Nem adianta tentar atender, não ouviria nada mesmo.
Talvez olhar quem está chamando, não, só me deixaria mais ansiosa.

Parece brincadeira, mas aqui o sinal está cheio.

Mais alguns metros e sentirei vontade de parar por um instante, já consigo ver daqui as capas dos livros que sempre penso em perguntar o preço.

Minha raiva das outras barracas é tanta que se os livros fossem de graça eu não pararia.

Em algum momento da vida alguém ou você mesmo questionou como deve ser o inferno, certo?

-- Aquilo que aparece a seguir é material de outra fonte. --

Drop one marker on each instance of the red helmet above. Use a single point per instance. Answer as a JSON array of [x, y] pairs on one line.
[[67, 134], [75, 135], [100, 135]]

Muito bem, eu tenho uma versão que o próprio diabo sentiria inveja.

Com certeza teria cheiro de acarajé frito num azeite de dendê reutilizado por tantas vezes que sua consistência seria ectoplásmica, feitos em barracas gigantes de lonas azuis estufadas como balões pela fumaça da fritura, defumando milhares de coitados até não aguentarem mais a fase das náuseas e finalmente o fluxo natural atingir a todos em ciclos eternos.

Aos poucos começo a distinguir outros sons, meus ouvidos vão se acostumando com os agressivos ruídos da estação do metrô república, neste momento soam como harpas me devolvendo a sanidade.

Me arrependo de não ter parado em uma das barracas de livros, uma leitura agora me distrairia, já que não consigo mais remoer o ontem sem achar uma solução para daqui a pouco, me pergunto se algum dia existirá sinal de celular nos túneis do metro, penso no jogo da cobrinha, mas aí eu saberia quem ligou, se for quem eu espero não poderei fazer nada, se não for pior ainda.

Um pedaço da minha saia está do lado de fora da porta do trem, vai ser uma merda sentir o pano molhado até chegar em casa, mas se ela ainda estiver lá, nada disso terá importância, se não estiver? Acarajé!